At the end of the day, when both of our situations tie into our relationship with each other, we have many advantages and challenges at the same time. One of the challenges that we’ve faced is accommodating two wheelchairs in a limited disabled sitting area. For example, we wanted to go to a long awaited night out together. We decided to catch a movie. The theater only had two spots for wheelchairs to sit within the selected disabled seating area. By the time we arrived, there was already one man who used a wheelchair in the designated area for wheelchairs. In order for us to be able to even sit near each other on our special night out, we had to figure out how to fit three wheelchairs into an area designated to fit only two wheelchairs. Luckily, the guy who was there before us was a very nice man and worked with us to figure out the best way to solve the problem. It took some creative thinking (that really should not have been necessary) but we were able to enjoy our movie together in the end.

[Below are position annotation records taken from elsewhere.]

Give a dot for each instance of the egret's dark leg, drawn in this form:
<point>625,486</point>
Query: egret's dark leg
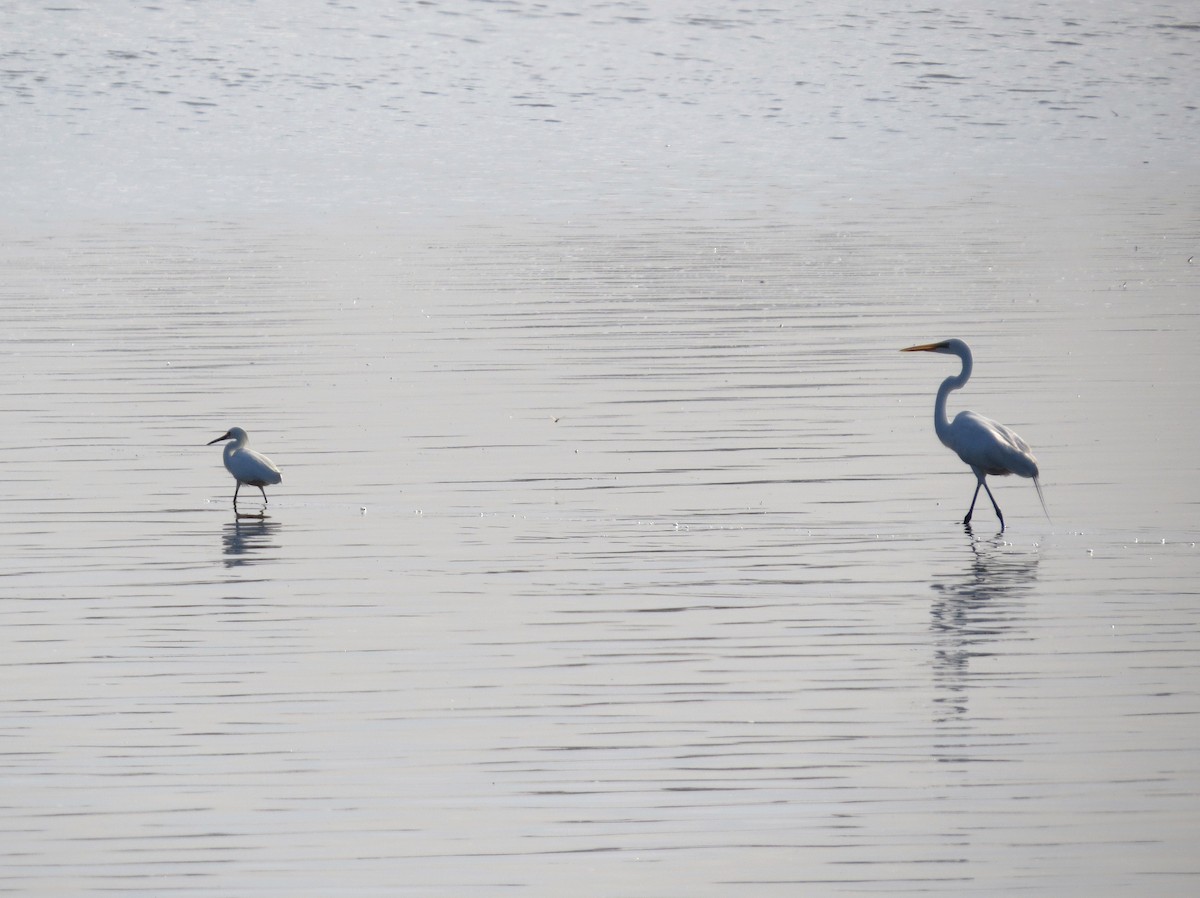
<point>971,510</point>
<point>994,506</point>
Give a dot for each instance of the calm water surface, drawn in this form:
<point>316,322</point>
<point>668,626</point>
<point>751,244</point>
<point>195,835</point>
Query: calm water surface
<point>615,551</point>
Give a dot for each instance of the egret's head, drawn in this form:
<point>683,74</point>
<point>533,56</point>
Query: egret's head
<point>235,433</point>
<point>947,347</point>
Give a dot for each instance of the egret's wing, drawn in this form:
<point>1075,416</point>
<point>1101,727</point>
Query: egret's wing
<point>991,447</point>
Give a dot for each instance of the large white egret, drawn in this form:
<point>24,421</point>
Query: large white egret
<point>988,447</point>
<point>247,466</point>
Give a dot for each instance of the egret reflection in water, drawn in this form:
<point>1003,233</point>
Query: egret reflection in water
<point>249,539</point>
<point>977,611</point>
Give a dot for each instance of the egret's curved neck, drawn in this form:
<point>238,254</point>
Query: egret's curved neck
<point>941,420</point>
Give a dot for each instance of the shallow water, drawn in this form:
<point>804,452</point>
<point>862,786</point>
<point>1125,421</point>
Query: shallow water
<point>629,557</point>
<point>615,551</point>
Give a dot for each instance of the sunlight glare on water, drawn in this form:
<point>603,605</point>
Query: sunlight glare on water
<point>615,551</point>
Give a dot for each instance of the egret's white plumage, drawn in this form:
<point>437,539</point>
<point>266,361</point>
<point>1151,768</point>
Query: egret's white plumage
<point>247,466</point>
<point>988,447</point>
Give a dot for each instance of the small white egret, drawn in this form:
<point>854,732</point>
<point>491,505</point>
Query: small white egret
<point>988,447</point>
<point>246,465</point>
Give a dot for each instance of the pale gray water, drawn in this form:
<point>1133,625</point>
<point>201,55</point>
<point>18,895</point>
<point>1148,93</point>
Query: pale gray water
<point>615,552</point>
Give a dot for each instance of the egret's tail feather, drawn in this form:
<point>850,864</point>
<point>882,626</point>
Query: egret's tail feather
<point>1042,500</point>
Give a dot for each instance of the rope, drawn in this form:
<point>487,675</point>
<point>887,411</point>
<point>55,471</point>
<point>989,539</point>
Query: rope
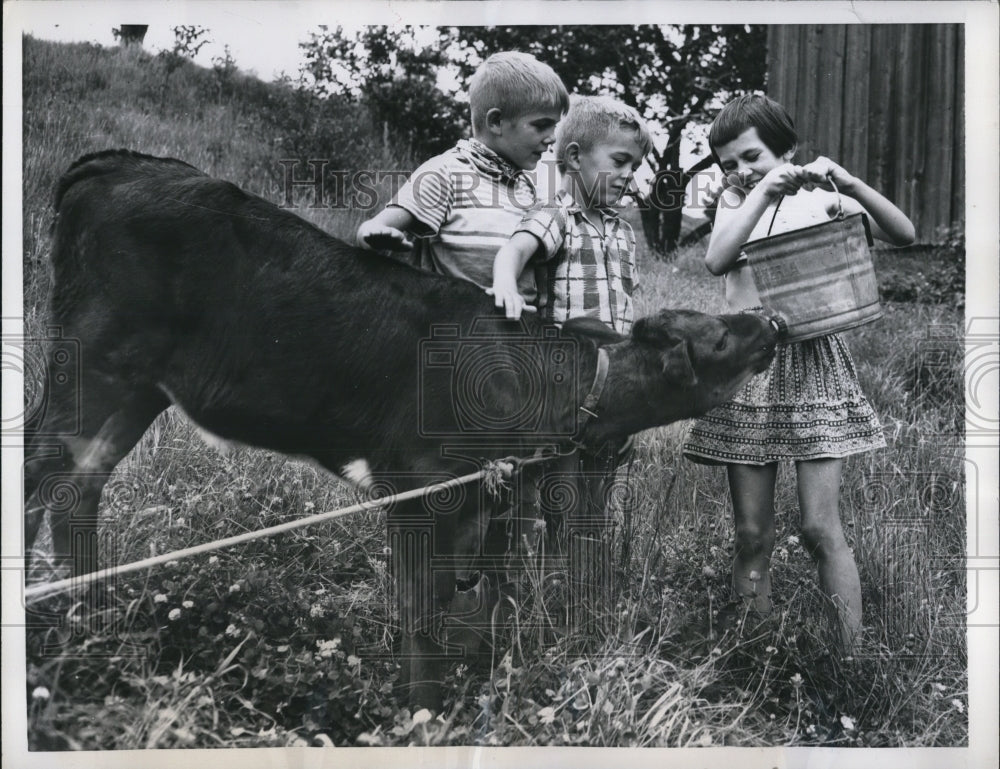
<point>35,593</point>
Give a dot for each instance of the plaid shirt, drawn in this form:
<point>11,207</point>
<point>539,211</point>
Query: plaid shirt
<point>590,273</point>
<point>468,201</point>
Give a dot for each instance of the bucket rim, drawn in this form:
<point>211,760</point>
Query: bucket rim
<point>795,233</point>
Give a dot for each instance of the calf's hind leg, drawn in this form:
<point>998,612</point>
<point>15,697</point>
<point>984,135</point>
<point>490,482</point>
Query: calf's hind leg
<point>65,473</point>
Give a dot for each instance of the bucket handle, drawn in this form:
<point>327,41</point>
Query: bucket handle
<point>840,205</point>
<point>840,202</point>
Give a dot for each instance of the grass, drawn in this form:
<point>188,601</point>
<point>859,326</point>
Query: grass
<point>288,641</point>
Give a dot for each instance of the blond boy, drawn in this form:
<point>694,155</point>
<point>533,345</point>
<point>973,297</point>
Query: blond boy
<point>463,204</point>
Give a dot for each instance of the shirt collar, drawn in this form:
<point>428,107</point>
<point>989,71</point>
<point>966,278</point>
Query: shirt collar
<point>489,162</point>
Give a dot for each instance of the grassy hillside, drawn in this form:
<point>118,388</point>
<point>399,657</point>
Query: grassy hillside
<point>286,641</point>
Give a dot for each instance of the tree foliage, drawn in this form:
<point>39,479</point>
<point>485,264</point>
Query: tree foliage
<point>674,75</point>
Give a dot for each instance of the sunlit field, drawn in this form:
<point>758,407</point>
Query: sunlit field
<point>288,640</point>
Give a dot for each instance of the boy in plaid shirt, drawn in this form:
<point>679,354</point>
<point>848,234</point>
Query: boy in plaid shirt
<point>588,249</point>
<point>590,255</point>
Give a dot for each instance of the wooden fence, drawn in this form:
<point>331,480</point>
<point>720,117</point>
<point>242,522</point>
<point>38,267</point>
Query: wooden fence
<point>886,101</point>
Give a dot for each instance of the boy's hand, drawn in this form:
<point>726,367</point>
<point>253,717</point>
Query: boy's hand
<point>510,299</point>
<point>786,179</point>
<point>380,237</point>
<point>821,171</point>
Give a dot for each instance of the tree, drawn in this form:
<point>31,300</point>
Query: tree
<point>130,34</point>
<point>396,75</point>
<point>674,75</point>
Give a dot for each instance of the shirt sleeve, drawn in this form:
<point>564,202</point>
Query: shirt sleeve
<point>428,194</point>
<point>548,225</point>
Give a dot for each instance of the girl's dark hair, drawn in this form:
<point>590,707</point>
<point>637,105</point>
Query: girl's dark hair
<point>773,123</point>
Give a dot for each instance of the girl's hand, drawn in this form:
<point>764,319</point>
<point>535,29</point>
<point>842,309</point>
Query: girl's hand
<point>786,179</point>
<point>821,171</point>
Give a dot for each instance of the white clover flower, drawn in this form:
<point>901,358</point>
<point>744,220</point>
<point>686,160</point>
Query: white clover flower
<point>422,716</point>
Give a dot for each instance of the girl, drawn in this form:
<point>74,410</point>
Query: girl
<point>808,407</point>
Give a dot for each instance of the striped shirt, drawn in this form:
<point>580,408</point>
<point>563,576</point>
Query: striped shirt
<point>468,201</point>
<point>590,273</point>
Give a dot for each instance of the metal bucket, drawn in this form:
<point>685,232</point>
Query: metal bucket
<point>819,280</point>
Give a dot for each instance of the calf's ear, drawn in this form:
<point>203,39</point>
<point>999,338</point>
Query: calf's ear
<point>677,365</point>
<point>593,329</point>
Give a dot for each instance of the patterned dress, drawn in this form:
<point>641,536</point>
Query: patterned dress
<point>807,405</point>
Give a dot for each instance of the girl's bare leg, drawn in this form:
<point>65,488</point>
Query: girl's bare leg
<point>823,537</point>
<point>752,489</point>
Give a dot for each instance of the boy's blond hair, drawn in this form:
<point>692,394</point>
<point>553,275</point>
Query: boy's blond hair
<point>515,83</point>
<point>592,119</point>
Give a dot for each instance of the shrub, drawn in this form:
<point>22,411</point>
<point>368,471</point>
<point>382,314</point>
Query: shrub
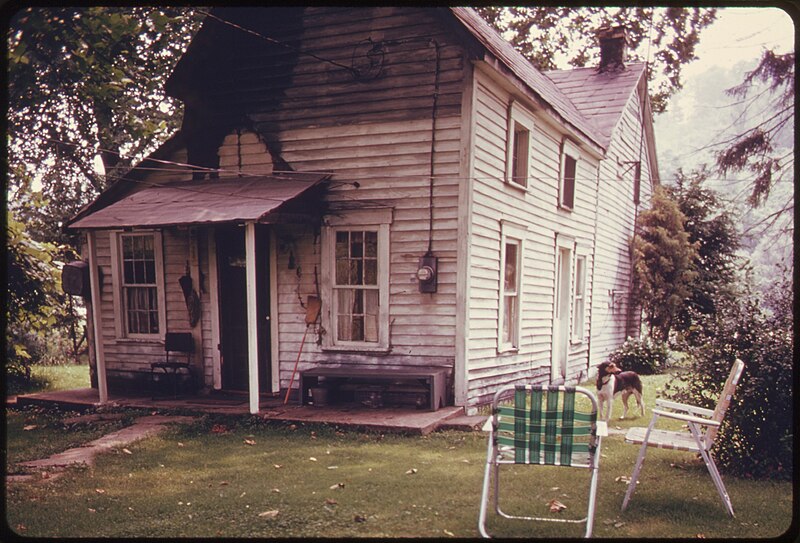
<point>756,437</point>
<point>644,356</point>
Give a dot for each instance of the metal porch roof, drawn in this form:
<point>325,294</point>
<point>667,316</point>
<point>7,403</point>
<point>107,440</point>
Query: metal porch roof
<point>202,202</point>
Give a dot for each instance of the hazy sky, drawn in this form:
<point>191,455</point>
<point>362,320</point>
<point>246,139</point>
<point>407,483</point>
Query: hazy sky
<point>698,114</point>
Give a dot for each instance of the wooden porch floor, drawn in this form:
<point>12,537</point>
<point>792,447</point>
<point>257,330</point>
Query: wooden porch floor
<point>271,408</point>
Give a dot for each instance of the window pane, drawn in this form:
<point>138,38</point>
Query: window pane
<point>371,315</point>
<point>371,244</point>
<point>356,244</point>
<point>568,199</point>
<point>510,283</point>
<point>370,272</point>
<point>342,272</point>
<point>509,319</point>
<point>342,243</point>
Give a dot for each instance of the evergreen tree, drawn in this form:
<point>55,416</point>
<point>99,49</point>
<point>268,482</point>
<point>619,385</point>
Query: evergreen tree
<point>664,260</point>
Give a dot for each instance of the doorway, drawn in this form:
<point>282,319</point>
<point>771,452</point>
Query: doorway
<point>232,289</point>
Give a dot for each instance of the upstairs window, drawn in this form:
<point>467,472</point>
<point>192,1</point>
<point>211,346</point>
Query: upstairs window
<point>518,145</point>
<point>569,170</point>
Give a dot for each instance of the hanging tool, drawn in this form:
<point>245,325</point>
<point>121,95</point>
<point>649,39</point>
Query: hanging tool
<point>313,306</point>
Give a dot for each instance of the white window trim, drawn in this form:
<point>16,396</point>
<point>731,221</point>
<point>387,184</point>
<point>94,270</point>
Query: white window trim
<point>116,280</point>
<point>517,233</point>
<point>518,115</point>
<point>568,149</point>
<point>577,338</point>
<point>379,220</point>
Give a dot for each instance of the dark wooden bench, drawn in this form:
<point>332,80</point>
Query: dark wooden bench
<point>425,386</point>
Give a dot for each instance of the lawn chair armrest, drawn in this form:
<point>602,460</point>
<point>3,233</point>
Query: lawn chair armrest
<point>686,418</point>
<point>675,406</point>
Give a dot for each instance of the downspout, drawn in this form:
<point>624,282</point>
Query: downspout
<point>94,279</point>
<point>594,267</point>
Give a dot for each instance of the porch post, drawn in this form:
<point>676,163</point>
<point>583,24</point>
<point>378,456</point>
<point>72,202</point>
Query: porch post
<point>252,316</point>
<point>94,284</point>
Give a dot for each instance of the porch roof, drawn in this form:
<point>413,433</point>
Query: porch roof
<point>252,198</point>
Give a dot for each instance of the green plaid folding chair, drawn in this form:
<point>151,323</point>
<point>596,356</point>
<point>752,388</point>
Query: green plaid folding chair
<point>540,425</point>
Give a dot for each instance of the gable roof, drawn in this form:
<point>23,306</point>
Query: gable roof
<point>537,81</point>
<point>599,96</point>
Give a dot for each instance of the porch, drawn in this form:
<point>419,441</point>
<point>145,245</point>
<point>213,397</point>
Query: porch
<point>408,421</point>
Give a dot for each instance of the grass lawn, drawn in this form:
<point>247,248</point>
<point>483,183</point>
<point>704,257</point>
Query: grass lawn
<point>226,477</point>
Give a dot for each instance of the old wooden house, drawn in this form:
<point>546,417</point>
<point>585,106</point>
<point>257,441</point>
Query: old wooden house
<point>446,206</point>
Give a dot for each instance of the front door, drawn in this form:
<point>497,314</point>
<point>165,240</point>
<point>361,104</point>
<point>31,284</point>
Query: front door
<point>234,328</point>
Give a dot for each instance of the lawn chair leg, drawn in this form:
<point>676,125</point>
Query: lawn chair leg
<point>592,498</point>
<point>485,492</point>
<point>639,461</point>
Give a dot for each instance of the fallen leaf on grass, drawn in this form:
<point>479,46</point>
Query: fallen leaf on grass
<point>269,514</point>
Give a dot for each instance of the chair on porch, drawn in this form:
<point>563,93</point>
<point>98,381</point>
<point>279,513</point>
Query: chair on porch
<point>545,426</point>
<point>175,344</point>
<point>703,427</point>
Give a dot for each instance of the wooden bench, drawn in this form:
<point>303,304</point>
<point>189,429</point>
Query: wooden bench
<point>427,386</point>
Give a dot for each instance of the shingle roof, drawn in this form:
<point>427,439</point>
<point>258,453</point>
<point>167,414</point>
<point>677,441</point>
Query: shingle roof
<point>591,102</point>
<point>600,97</point>
<point>533,78</point>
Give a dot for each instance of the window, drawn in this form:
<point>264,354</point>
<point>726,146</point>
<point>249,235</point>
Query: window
<point>569,168</point>
<point>139,278</point>
<point>356,280</point>
<point>520,124</point>
<point>579,300</point>
<point>510,287</point>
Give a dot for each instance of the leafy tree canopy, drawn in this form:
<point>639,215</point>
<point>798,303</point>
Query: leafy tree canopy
<point>82,83</point>
<point>552,37</point>
<point>664,263</point>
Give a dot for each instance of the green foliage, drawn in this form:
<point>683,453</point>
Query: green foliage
<point>544,33</point>
<point>82,83</point>
<point>712,229</point>
<point>756,437</point>
<point>760,150</point>
<point>645,356</point>
<point>663,263</point>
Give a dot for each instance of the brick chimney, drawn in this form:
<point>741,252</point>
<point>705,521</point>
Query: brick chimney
<point>613,48</point>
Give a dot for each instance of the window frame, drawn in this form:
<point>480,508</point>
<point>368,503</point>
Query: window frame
<point>519,120</point>
<point>514,234</point>
<point>571,151</point>
<point>578,325</point>
<point>363,220</point>
<point>119,298</point>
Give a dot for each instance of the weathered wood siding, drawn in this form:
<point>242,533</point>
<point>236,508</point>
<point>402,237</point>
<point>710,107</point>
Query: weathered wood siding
<point>537,208</point>
<point>373,132</point>
<point>615,231</point>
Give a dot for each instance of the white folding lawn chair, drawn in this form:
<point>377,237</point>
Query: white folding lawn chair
<point>703,426</point>
<point>543,426</point>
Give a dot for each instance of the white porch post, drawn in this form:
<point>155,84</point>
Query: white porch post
<point>252,316</point>
<point>94,280</point>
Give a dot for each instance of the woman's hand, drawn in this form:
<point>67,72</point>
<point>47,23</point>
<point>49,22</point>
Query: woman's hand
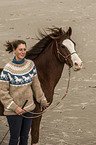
<point>19,111</point>
<point>44,106</point>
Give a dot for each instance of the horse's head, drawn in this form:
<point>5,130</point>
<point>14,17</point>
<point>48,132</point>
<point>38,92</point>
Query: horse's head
<point>66,51</point>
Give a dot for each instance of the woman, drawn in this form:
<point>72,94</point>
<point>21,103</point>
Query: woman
<point>18,83</point>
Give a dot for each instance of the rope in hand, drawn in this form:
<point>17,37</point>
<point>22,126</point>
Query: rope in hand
<point>12,124</point>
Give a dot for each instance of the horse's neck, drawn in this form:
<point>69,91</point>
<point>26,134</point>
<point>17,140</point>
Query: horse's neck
<point>49,71</point>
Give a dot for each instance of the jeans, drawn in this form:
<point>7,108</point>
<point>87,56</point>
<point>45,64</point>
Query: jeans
<point>19,128</point>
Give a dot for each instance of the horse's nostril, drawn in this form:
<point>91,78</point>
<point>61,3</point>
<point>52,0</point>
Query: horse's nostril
<point>76,64</point>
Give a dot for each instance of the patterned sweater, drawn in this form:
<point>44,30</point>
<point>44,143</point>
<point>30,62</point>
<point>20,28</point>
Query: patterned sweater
<point>18,83</point>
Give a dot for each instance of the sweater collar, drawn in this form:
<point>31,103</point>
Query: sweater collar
<point>18,62</point>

Of course, with every challenge comes its advantage. One of the best advantages that I have in my relationship with Torrance is the fact that no matter what the situation is, I don’t have to be scared or embarrassed of any issue I face. Anything that comes up, I know Torrance will be there to support and encourage me though the obstacles. This isn’t just because he’s my boyfriend and I know he loves me. It is also because he knows exactly why I’m frustrated. He knows why I’m mad. Why I’m sad; why I’m confused; why I’m relieved, thankful, excited, accomplished or proud. Many times, even though I have other people that I know also love me, they don’t see what Torrance can see in me. But its not their fault. They don’t live with my challenges, so they can’t be expected to completely understand my emotions regarding them. Torrance has not experienced my exact challenges either but he has experienced some of the challenges that I have to a different degree. Therefore, he understands me and why I’m so happy that I finally figured out how to get the box off the top shelf.
I am so grateful that Torrance has come into my life! I am looking forward to the next year of our life together and all the new things it will bring! I LOVE YOU TORRANCE!!!!